Mt Aspiring, near Wanaka, is the highest peak outside of the Aoraki Mt Cook region. Ruth Trotter and Ralph Lucas died near the base on November 12, 1970. Photo / Supplied
Fifty years after watching his friends plummet to their deaths on Mt Aspiring, a climber has returned to pay his respects.
Graham Batchelor, 72, of Burkes Pass, last week walked to a spot beneath the mountain where he could view the "Breakaway" on the edge of the Bonar Glacier where his climbing companions — Ruth Trotter, 20, of Woodlands, Southland, and Ralph Lucas, 22, of Dunedin — died in a fall on November 12, 1970.
Batchelor said their deaths had affected him hugely and made him much more cautious.
He completed his physics and surveying degrees, went on to teach in Christchurch, and continued to climb.

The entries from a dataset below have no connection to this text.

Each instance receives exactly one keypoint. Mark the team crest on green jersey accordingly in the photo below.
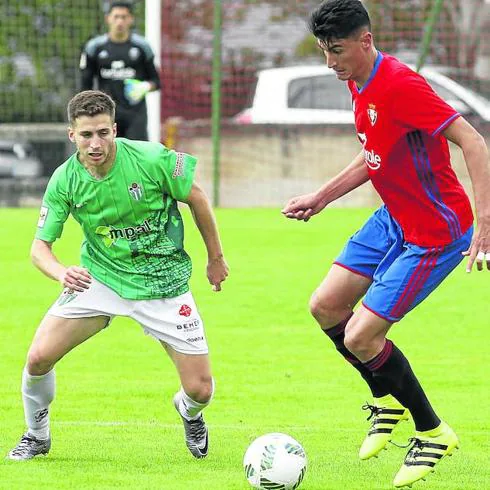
(136, 191)
(110, 235)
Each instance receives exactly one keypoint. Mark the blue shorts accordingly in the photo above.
(403, 274)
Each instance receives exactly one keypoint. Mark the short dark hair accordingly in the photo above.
(120, 3)
(338, 19)
(90, 103)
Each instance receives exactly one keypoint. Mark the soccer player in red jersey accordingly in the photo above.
(411, 243)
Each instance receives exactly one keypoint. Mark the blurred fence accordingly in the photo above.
(40, 42)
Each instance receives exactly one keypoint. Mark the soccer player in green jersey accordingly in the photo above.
(124, 195)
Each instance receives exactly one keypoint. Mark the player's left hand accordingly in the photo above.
(217, 272)
(135, 90)
(479, 250)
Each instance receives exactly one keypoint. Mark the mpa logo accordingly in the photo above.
(109, 235)
(373, 160)
(373, 114)
(185, 310)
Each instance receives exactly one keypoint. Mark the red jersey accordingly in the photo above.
(399, 120)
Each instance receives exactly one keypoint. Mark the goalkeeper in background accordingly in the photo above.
(121, 64)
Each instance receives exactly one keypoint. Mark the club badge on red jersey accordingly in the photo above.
(372, 113)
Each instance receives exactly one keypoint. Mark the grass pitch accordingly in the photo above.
(113, 423)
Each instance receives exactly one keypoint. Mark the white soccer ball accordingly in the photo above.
(275, 461)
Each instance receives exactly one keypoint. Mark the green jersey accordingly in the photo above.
(133, 231)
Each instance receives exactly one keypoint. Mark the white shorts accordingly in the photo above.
(175, 321)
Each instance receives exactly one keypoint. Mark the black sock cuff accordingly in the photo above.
(377, 362)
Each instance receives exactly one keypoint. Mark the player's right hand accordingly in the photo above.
(217, 272)
(76, 278)
(303, 207)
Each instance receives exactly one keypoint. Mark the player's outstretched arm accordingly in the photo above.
(217, 269)
(475, 152)
(73, 277)
(305, 206)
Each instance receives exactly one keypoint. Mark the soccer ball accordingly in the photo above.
(275, 461)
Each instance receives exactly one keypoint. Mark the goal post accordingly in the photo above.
(153, 36)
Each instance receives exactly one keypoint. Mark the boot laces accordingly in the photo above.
(197, 429)
(24, 445)
(375, 411)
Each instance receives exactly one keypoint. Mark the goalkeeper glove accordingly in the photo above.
(135, 90)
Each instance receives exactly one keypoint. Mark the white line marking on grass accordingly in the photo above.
(116, 423)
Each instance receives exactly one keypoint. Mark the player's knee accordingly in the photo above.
(38, 363)
(201, 389)
(355, 341)
(325, 310)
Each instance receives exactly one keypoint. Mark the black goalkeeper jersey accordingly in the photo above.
(105, 65)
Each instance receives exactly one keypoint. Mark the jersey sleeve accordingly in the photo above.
(178, 171)
(418, 107)
(54, 212)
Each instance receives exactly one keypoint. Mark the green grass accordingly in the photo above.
(113, 424)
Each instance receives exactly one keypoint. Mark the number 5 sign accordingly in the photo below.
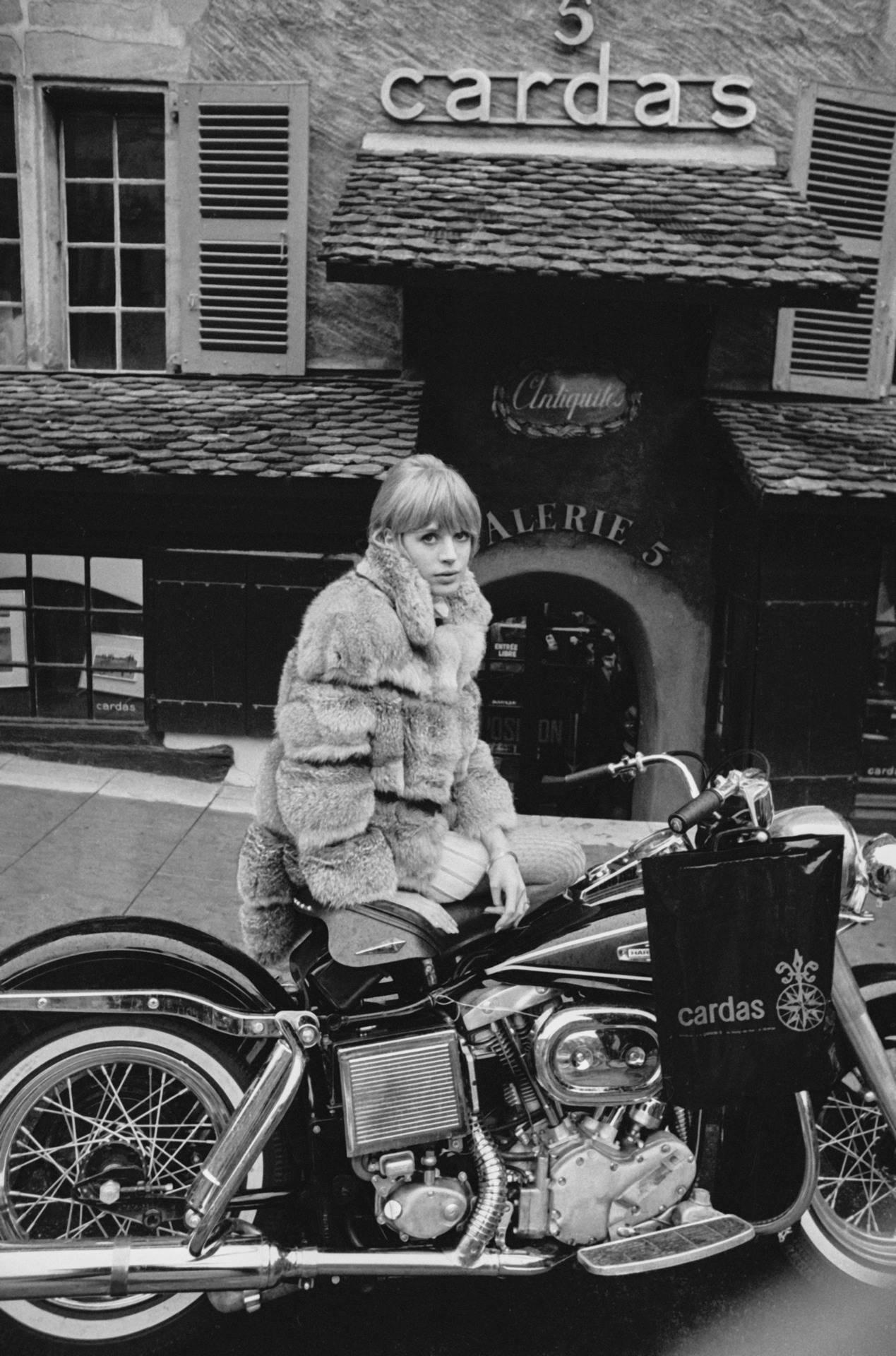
(582, 17)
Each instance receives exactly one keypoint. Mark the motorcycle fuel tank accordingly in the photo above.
(607, 948)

"It was difficult for a start but I had a few good mates.
"They dragged me up the southwest ridge of Aspiring three years later."
Lucas was the son of Dunedin town clerk (1950-68) Colin Lucas.
Dunedin lawyer Garth Lucas said yesterday his father died in 1969 soon after retiring; Ralph's death the next year was traumatic for his late mother Hazel.
She funded a hut at French Ridge on Mt Aspiring, which had since been replaced.
Batchelor was accompanied on last week's trip by his wife Jane and friends Caroline Thomson, of Christchurch, and Morris Hall, of Dunedin.